But, let me digress back to the intent of my thread.

Do we, as people have an issue with the communal hygeine?

Are we litterbugs?

Are we selfish towards our own immediate family's welfare that we do not care about our neighbour's?

If so, why? If not, why the results in our neighborhoods in India?

Regards,
KRS
 
We are kind to the animals more than anyone in the world.. So rats,cockroaches,ants got the doberman status in our Indian households. Why would I get annoyed if they crawl over me in a train/toilet/hotel room? If my dalmation could play with me, why not these innocent creatures too.. Unlike dog, they only scare me, but dont make me bleed and resort to anti-rabies injection.. So according to me, dogs is a violent anti-gandhian animal, and hence it needs to stay outside, and we call it as stray dog. Having said that Im kind to dog too..Cos I know, our fellow indians are also kind to animals, and for sure they will feed the dog. All dogs in india are fed by the public, like how communists of Russia fed its people.


We used cow-dung to plaster the walls and floors.. Believed it to be an ayurvedic germicide..Also enjoyed sleeping in that dung coated floor, sun dried our foods/harvest.
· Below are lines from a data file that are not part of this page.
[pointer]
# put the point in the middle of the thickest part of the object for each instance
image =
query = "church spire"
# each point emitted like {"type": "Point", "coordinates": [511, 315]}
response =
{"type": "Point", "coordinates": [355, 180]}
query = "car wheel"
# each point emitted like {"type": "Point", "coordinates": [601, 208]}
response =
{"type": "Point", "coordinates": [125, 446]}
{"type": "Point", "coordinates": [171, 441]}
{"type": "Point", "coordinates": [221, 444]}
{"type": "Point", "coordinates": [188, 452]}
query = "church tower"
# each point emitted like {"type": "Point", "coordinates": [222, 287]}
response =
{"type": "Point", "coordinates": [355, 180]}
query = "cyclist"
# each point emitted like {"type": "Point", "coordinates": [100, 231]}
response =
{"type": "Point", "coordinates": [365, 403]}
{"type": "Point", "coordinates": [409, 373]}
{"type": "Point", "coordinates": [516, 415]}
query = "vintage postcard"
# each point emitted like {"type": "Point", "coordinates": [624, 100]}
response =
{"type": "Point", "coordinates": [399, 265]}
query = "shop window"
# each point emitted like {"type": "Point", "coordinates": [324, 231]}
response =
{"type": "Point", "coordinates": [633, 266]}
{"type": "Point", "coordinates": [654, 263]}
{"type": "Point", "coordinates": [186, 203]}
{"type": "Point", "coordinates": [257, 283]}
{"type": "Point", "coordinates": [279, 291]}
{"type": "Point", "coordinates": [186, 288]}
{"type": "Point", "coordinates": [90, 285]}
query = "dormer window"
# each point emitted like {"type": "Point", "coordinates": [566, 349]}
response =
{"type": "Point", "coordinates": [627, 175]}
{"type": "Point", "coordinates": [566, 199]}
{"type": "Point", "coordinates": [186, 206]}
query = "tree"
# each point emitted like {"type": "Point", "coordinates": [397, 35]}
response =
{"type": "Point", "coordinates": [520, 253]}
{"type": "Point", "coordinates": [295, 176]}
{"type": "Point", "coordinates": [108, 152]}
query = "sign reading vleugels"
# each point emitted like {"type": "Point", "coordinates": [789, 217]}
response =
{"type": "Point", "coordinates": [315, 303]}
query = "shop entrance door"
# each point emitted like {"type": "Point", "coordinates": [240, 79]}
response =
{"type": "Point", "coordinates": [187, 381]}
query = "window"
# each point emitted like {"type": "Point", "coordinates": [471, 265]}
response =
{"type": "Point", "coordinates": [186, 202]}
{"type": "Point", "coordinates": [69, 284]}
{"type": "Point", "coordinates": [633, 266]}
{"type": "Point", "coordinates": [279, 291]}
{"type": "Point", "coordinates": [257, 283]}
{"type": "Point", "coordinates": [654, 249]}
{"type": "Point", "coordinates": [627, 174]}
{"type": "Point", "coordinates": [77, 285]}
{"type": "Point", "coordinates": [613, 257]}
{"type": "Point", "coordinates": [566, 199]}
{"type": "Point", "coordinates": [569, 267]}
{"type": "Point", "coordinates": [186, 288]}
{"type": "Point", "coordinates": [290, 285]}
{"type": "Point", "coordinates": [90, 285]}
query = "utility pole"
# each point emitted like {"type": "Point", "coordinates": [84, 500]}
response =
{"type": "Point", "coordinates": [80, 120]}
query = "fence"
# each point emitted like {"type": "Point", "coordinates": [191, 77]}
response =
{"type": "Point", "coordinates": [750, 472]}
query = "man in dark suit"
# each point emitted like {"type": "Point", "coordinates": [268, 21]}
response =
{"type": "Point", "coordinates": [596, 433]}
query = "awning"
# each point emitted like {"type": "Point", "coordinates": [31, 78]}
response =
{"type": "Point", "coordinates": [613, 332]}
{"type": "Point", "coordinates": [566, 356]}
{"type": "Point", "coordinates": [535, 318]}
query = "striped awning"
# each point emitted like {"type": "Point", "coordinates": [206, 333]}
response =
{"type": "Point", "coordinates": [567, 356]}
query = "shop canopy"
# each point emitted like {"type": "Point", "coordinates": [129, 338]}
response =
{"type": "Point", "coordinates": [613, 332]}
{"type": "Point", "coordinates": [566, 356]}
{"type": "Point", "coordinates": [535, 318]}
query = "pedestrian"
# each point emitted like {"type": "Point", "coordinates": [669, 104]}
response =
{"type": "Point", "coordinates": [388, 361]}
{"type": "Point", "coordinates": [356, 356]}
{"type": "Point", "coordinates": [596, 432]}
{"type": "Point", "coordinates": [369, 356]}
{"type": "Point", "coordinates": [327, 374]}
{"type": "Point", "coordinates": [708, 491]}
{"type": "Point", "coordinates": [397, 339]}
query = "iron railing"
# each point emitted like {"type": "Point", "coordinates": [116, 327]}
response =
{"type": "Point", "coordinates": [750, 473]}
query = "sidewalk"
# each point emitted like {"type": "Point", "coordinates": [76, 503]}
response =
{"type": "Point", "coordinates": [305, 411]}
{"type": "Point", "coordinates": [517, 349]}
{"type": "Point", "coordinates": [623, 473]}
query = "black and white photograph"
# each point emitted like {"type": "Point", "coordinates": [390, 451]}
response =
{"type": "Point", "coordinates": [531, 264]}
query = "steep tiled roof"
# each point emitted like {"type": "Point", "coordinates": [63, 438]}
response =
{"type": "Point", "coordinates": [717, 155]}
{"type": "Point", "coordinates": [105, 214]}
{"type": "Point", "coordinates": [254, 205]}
Our nostrils were cultivated to accept bovine dung's smell as, fragrance (SC Johnson Co failed to take off in India).. When an animal excreta could occupy sanitizer,room freshner and enamel paint (only one colour available please) status in our house hold, definitely we are not going to get disturbed, by the littering of human excreta found all around the lanes and railway tracks. After all, its our own fellow humans excreta, why should I get disturbed ? Brotherhood ideology in action!!


We will not bury the dead.. Cos, we dont want to disturb the mother earth and pollute the ground water.. So,all dead animals/carcasses are for public display..You dont need to buy tickets to visit this zoo of dead-animals.

Reason :-
AA) We are kind to animals...Leave the carcass to sky, so that, animals of lower order-food chain can have their break fast free, out my generosity...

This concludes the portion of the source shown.